For our second child, I did want to find a way to make it less painful. For our first, we did the Bradley method. It probably would have worked, except that my contractions did not start out gentle every 30 minutes – they started out, from the first moment, at full force, and 4 minutes apart, and somehow I wasn’t able to get accustomed to it. So for our second, we did hypnobirthing. It was truly fantastic, and far better. I recommend it 100%. I am a very traditional Catholic, and there is nothing weird about hypnobirthing, it is medical management of pain through focus, that you are trained on, in a methodology, for months. I am completely sure of that. (To put it in context, I am aware that Catholics should not do yoga, and, we do not have a television – so I am very traditional.) Hypnobirthing is a sound medical practice, like an herbal remedy or homeopathy, far more effective than big pharma.
And it is about 10x more effective than pharma – the contractions felt like strong sensations, but not pain. There are amazing hypnobirthing videos from England on youtube – watch tons of them – they are amazing. They have local classes all over the U.S. Huge difference, night and day!
Ok yeah I was taking 1000mg and now I upped it to the same 1500/2000mg too. Well that’s what my midwife suggested as well.
So how much evening primrose did YOU end up taking when you hit 36weeks. You said you “upped” the amount later in your pregnancy.

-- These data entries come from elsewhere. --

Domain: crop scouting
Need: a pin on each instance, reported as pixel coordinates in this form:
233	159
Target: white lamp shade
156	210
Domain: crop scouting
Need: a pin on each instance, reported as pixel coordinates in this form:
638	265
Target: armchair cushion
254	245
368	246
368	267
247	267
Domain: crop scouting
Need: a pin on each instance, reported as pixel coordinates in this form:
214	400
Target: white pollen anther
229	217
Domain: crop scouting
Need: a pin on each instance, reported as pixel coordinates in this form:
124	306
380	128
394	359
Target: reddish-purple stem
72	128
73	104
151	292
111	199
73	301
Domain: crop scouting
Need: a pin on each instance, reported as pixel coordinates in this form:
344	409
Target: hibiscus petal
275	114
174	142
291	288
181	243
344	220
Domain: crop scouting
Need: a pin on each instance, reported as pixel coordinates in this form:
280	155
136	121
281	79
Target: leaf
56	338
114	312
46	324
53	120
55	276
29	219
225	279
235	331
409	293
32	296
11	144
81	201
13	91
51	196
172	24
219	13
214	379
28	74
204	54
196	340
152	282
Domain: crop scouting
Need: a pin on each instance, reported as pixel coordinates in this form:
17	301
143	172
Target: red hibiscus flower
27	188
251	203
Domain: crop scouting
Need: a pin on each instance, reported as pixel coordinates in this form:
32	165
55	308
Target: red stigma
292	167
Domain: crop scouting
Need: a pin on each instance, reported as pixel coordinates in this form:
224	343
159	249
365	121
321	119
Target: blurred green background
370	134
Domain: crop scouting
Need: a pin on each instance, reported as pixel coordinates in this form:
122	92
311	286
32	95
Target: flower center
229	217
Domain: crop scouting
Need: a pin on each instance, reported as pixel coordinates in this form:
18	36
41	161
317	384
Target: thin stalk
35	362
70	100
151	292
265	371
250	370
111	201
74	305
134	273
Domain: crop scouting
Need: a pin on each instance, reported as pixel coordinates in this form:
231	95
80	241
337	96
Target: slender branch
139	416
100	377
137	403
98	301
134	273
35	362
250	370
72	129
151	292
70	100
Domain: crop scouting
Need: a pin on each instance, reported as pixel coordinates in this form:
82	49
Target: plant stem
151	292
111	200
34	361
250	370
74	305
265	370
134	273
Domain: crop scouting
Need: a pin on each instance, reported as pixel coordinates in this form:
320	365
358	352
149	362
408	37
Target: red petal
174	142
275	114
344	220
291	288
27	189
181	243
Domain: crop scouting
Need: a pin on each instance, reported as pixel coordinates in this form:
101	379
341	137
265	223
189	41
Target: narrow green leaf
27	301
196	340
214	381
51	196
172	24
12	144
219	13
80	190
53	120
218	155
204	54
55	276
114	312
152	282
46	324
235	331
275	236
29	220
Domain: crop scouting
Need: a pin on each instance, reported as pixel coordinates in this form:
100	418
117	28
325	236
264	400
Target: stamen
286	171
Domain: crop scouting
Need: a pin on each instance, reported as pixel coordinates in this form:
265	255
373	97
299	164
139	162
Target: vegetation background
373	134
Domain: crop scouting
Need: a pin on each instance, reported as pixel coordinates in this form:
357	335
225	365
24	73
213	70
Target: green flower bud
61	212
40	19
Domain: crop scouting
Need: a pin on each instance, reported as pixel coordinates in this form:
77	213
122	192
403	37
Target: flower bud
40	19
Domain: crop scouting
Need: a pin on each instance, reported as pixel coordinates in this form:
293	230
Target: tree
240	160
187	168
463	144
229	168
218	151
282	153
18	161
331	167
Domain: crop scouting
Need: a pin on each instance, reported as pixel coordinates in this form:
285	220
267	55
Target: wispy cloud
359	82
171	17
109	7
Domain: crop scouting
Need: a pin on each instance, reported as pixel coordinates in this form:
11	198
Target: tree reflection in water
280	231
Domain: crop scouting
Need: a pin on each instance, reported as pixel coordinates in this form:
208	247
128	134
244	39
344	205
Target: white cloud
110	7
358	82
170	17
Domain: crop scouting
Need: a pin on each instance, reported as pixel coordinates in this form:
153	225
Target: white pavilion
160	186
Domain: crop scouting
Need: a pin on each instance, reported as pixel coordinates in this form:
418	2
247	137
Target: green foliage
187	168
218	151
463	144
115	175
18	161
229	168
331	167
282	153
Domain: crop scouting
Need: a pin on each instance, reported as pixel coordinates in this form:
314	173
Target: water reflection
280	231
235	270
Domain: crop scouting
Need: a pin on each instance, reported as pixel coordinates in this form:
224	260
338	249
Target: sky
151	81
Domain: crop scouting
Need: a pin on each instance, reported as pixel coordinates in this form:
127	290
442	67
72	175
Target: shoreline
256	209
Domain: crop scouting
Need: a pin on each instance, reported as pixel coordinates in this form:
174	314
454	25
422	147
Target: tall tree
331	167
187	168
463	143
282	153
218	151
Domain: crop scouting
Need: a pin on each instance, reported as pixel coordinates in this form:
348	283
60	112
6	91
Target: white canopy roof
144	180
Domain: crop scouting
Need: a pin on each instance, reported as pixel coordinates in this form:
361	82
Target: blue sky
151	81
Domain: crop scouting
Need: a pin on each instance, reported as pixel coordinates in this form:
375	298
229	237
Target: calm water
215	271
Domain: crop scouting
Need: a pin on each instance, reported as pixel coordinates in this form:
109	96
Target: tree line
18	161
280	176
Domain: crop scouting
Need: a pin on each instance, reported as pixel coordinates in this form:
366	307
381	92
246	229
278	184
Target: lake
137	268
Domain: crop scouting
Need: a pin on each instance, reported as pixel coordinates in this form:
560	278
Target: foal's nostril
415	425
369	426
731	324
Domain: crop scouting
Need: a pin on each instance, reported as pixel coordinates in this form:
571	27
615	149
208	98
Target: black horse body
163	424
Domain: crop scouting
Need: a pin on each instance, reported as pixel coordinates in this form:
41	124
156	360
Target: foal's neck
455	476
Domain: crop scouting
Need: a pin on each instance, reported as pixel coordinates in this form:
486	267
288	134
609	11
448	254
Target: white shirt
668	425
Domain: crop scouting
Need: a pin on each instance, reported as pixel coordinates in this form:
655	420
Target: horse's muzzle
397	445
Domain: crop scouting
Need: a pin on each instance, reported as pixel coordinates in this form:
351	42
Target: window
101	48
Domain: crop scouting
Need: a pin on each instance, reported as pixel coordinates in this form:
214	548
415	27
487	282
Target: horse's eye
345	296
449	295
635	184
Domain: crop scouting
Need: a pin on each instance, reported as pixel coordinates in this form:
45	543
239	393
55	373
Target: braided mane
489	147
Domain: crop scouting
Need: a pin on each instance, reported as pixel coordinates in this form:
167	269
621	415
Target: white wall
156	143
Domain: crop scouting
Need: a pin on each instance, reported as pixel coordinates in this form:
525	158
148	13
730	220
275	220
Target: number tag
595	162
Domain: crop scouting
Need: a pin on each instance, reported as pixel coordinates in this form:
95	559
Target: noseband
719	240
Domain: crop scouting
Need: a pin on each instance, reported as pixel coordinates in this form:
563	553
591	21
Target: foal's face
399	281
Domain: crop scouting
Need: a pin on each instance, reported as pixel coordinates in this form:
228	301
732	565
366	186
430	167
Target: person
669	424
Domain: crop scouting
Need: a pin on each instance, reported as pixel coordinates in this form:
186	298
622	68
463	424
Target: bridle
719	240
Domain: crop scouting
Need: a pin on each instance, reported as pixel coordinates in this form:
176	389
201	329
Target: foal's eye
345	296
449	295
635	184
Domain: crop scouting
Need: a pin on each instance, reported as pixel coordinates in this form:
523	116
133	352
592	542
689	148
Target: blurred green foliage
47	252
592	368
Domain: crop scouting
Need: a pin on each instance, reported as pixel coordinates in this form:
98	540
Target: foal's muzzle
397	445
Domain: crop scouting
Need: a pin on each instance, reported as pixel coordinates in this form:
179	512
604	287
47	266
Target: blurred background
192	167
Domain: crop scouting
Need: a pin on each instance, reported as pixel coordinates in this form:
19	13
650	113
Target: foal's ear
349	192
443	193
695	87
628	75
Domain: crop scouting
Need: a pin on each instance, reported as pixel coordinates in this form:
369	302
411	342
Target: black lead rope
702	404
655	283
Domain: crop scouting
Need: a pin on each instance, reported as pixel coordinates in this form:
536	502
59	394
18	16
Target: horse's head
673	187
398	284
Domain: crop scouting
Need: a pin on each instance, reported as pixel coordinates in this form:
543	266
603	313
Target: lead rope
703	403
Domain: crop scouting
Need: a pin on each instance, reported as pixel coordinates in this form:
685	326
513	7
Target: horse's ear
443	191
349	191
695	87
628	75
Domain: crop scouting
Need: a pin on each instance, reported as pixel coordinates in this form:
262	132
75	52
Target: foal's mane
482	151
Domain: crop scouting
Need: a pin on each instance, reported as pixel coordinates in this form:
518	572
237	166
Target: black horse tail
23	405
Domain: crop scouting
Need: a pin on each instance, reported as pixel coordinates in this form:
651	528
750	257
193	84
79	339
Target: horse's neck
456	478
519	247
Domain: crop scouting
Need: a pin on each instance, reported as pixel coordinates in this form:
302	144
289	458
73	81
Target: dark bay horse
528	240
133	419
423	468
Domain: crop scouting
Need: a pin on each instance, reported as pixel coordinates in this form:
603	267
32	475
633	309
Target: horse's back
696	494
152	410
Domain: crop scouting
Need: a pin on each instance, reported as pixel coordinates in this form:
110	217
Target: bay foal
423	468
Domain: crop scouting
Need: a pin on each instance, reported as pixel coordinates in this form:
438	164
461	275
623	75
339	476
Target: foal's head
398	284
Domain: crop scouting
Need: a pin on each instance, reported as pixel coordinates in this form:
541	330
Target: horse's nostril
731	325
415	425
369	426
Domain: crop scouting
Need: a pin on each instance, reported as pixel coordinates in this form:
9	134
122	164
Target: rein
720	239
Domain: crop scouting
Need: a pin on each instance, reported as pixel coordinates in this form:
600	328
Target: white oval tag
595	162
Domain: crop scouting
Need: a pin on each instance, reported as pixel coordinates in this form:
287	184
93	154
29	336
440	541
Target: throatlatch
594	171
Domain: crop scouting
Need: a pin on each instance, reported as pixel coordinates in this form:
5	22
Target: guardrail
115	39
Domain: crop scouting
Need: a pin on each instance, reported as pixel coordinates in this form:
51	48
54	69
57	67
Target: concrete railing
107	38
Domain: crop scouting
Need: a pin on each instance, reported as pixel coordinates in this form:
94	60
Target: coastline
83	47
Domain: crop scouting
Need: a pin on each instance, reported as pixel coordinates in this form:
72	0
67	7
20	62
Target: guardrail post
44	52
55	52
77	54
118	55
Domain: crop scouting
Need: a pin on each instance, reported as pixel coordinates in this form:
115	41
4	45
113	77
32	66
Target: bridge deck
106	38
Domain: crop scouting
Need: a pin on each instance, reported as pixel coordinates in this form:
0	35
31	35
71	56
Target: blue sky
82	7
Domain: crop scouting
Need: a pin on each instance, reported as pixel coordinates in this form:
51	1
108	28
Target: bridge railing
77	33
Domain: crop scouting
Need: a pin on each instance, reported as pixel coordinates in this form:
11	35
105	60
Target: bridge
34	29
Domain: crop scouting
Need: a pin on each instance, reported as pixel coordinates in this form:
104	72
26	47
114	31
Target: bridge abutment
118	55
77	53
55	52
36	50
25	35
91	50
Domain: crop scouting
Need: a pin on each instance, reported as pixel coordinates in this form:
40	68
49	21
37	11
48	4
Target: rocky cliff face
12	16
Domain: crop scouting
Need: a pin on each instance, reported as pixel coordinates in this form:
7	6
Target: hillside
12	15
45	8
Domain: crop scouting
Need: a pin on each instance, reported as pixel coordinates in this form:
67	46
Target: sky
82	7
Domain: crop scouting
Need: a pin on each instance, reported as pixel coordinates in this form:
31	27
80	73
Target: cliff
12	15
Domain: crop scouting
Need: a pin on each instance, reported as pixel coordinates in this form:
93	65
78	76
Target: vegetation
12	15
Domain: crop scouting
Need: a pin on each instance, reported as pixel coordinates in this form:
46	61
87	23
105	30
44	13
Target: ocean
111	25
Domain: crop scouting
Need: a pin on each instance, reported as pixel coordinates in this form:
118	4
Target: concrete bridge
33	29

Jessika – I think I was taking 3 or 4 capsules (so 1500-2000 mg), which is what my midwives recommended. I did have my midwives to give me guidance about how much to take and when to increase my dosage. Most doctors probably won’t be familiar with evening primrose oil. If in doubt, take less. And remember I’m not a doctor – I’m just sharing what worked for me. 🙂 I hope it helps you too! 🙂
I just heard from a fellow-pregnant mommy about dates and was wondering what the reasoning behind them was! Thanks for the tip! Due in 4 weeks over here, but I’m kind of at the point where my body is ready for baby to come, but my mind is worried we’re not ready prepping! So I can’t decide whether I want to give these tips a try yet haha. Maybe I’ll wait until some more of my nesting prep is satisfied. 😉
There’s actually a lot of research behind the dates if you look it up. This surprised me, because it’s really hard to find any good research on most homeopathic remedies (like the red raspberry leaf tea or evening primrose oil). However, the dates are backed up by medical journals and mainstream science, so go for it. 🙂 They are healthy anyway if you like them! 🙂
I have heard about dates but had not yet heard anyone who had actually try it!! That’s amazing. I look forward to doing more things like that if we are able to have another baby!